W dzisiejszych czasach w szeregach niemal każdej organizacji spotkać możemy niezwykle szeroki przedział wiekowy pracowników. Osoby 50+ pracują ramię w ramię z najmłodszymi uczestnikami rynku pracy, a więc z pokoleniem Z, generacją, która wśród nowych technologii czuje się jak ryba w wodzie. Firma ATERIMA HR postanowiła przyjrzeć się, jak funkcjonuje zawodowo to najmłodsze pokolenie.Pokolenie Z było do tej pory bardzo różnie definiowane:
- część specjalistów określa je jako urodzone w 1990 r. i później,
- inni twierdzą, że to ci urodzeni w latach 1993-2012,
- jeszcze inni, że są to osoby urodzone po 1995, a nawet po 2000.
– Pokolenie Z to cenny kapitał na początek współpracy – tłumaczy dr Anna Dolot, autorka raportu. – Jednak to pracodawca ma znaczący wpływ na to, jak go ukierunkuje. Wydobędzie z niego otwartość, energię i pomysłowość czy zbuduje mur zasłaniając się cyfrowym niedopasowaniem?
Okazuje się, że niestałość młodego pokolenia to mit. Niemal 40% badanych przyznało, że mogłoby przepracować w jednej firmie nawet całe życie, gdyby praca była atrakcyjna.
fot. mat. prasowe
Czynniki, skłaniające reprezentantów młodego pokolenia do aplikowania do danej organizacji
Co zatem sprawia, że miejsce pracy jest dla młodych interesujące? Przywiązują wagę do wynagrodzenia (91%), ale też do innych czynników, które pracodawcę kosztują już zdecydowanie mniej. Są to atmosfera w pracy (93%), przełożony, który dzieli się wiedzą i doświadczeniem (87%) czy rozwój przez udział w ciekawych projektach, które stanowią wyzwanie (79%) czy elastyczne godziny (79%).
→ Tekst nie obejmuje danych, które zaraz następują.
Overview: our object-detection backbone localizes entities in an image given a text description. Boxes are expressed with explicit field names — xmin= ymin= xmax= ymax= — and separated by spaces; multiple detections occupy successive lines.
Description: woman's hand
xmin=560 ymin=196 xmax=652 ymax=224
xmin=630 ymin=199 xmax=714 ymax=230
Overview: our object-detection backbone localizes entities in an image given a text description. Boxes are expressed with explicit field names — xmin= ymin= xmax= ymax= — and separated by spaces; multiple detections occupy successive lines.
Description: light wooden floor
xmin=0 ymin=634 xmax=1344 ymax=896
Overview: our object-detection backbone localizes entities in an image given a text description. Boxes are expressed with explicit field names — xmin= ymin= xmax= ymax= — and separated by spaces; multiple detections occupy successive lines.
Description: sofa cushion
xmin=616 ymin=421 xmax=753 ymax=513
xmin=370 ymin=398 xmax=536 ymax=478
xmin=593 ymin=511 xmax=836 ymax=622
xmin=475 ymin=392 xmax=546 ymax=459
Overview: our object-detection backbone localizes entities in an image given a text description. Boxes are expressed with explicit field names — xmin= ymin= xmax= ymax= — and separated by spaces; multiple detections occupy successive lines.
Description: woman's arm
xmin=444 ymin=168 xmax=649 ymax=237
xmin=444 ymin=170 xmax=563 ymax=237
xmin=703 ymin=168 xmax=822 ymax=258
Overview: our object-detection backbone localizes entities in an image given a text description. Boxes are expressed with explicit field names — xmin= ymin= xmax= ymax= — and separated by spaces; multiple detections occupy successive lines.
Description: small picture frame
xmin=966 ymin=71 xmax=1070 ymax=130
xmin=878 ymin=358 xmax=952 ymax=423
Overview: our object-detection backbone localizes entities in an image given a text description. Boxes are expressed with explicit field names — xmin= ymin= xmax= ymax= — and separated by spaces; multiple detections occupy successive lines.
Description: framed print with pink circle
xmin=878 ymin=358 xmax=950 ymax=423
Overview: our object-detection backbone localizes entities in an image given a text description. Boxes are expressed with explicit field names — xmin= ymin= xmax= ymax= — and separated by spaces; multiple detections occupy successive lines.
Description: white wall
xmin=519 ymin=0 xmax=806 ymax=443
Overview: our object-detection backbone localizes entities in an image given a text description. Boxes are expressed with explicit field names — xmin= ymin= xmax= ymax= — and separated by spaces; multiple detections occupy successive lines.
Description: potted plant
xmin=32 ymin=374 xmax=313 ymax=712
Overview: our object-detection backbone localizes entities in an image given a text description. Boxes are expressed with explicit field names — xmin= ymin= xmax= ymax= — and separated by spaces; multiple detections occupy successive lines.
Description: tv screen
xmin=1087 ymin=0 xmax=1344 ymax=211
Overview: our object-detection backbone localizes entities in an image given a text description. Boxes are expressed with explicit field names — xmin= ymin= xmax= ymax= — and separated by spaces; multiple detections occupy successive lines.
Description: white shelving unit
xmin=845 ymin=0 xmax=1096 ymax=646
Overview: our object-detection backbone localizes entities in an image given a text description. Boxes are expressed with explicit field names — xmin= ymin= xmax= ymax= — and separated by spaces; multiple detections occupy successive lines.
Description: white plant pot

Ważne jest dla nich także otrzymywanie informacji zwrotnej (72%). Wynika to z przyzwyczajenia do dwukierunkowej komunikacji – „lajkują”, wystawiają opinie na temat miejsc, komentują rzeczywistość.
fot. mat. prasowe
Źródła poszukiwania informacji o pracy
Z badań wynika, że stwierdzenie, jakoby dla pokolenia Z priorytetem była szybka kariera zawodowa, to mit. Nie jest też prawdą, że pokolenie Z nie potrafi wytrzymać ośmiu godzin bez dostępu do wszystkich aplikacji w swoim telefonie. Z drugiej strony młodzi ludzie są aktywni na wielu obszarach. Choć 93% badanych to studenci różnych form studiów, aż 74% pracuje (zawodowo, ewentualnie dorywczo).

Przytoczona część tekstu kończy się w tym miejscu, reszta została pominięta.